Typically construction loans use a draw system of payouts instead of a one-time lump sum payout of a standard mortgage loan. A draw system means the lender will pay out the proceeds of the construction loan at specified intervals (usually monthly) after they have verified the amount of work that has been completed on the project. The lender will usually send out their own inspector or use a third-party appraiser to verify the percentage of the project completed and appropriate payout.
The borrower pays interest only and only on the amount drawn each month. These funds are used to pay for the work performed by the subcontractors and the materials that were used.
There are different types of construction loans based on the specific purpose and the person who takes out the loan.
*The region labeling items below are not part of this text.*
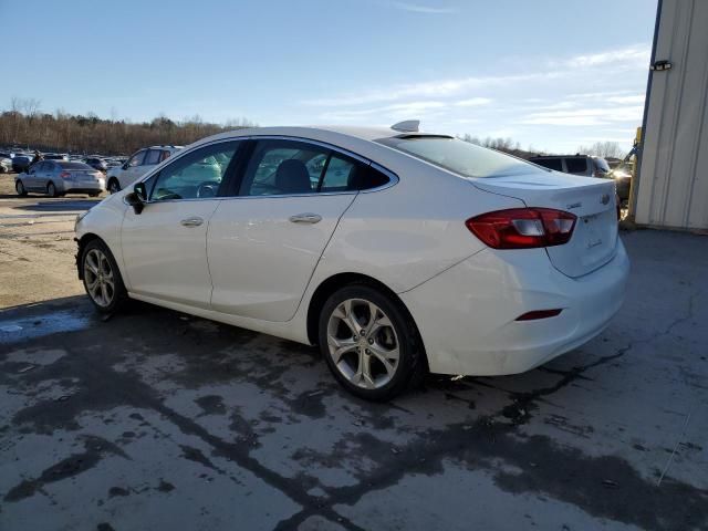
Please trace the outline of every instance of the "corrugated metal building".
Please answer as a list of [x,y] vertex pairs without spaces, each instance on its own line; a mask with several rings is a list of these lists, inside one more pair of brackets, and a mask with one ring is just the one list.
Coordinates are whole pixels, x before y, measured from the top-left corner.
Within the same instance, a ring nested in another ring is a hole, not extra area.
[[659,0],[652,65],[635,221],[708,230],[708,0]]

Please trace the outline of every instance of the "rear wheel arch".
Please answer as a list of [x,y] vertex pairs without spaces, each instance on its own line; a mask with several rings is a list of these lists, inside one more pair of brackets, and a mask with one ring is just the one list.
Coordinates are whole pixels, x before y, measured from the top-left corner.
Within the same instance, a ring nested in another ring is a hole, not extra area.
[[[337,273],[320,283],[310,298],[310,305],[308,306],[308,340],[311,344],[314,345],[319,342],[317,325],[320,321],[320,312],[322,311],[324,303],[327,301],[330,295],[337,290],[353,284],[364,284],[378,290],[383,295],[386,295],[392,300],[392,302],[397,304],[406,313],[406,316],[408,316],[415,324],[415,320],[406,308],[406,304],[400,300],[395,291],[382,281],[362,273]],[[416,329],[417,327],[418,326],[416,324]]]

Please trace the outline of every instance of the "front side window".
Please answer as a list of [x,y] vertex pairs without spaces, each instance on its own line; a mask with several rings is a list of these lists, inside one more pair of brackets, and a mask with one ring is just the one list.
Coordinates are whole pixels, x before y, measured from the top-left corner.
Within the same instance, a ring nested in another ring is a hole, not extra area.
[[258,143],[241,183],[241,196],[317,191],[330,150],[292,140]]
[[159,163],[159,149],[148,149],[147,155],[145,155],[145,160],[143,162],[143,166],[154,166]]
[[143,159],[144,158],[145,158],[145,149],[143,149],[140,152],[137,152],[128,160],[128,168],[133,168],[135,166],[140,166],[143,164]]
[[565,167],[569,174],[584,174],[587,171],[587,159],[584,157],[566,158]]
[[216,197],[227,170],[232,166],[239,145],[238,140],[222,142],[177,158],[159,171],[150,200]]
[[405,136],[376,140],[465,177],[531,174],[542,169],[503,153],[446,136]]

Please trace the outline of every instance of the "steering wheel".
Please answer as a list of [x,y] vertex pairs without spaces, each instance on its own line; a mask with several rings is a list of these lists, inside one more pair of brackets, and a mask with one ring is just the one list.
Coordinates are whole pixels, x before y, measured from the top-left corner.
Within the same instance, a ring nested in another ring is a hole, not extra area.
[[219,189],[218,183],[207,181],[199,185],[197,188],[197,197],[217,197],[217,191]]

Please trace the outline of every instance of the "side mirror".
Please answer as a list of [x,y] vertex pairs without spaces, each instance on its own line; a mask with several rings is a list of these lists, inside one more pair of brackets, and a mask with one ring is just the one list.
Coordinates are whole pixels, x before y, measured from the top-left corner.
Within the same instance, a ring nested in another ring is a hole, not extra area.
[[147,189],[144,183],[137,183],[133,187],[133,191],[125,196],[125,202],[133,207],[133,211],[139,215],[147,202]]
[[133,187],[133,191],[137,195],[140,201],[147,202],[147,188],[145,187],[145,183],[136,183]]

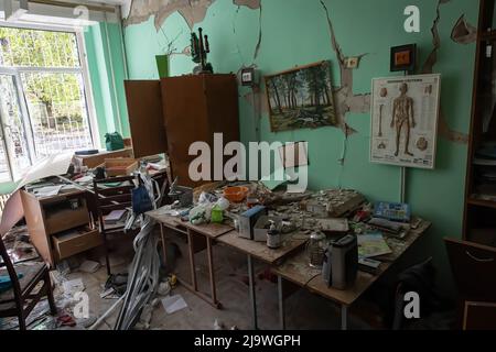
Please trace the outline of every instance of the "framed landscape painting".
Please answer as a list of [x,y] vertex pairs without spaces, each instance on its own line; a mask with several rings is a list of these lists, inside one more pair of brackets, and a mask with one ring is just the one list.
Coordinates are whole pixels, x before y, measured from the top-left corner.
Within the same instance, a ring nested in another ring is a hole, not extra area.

Normally, construction loans are given to general contractors who are building homes for clients (pre-sold homes) or building a home to be sold upon completion (speculative home). On a pre-sold home the lender will loan up to 80 percent of the value or purchase price of the home.
Speculative home loans are typically restricted to no more than 70 to 75 percent of an appraised value based on the plans and specifications provided by the builder. The big advantage for the consumer with a speculative loan is that the general contractor is responsible for all costs associated with the construction loans, including any additional interest that would be charged for construction delays.
Construction loans may also be available to individuals who may already own their own lot and can provide evidence that they either have a general contractor or can prove they have sufficient knowledge and expertise to act as a general contractor. These loans would also be limited to 80 percent loan-to-value. If the lot is already owned by the borrower, its value can act as all or part of the borrower's equity. A construction-permanent loan may also be an option to the borrower. The advantage of this one-time close (instead of the two closings normally required) is one set of closing costs and potentially an easy way to lock in the interest rate for the time taken to complete the project.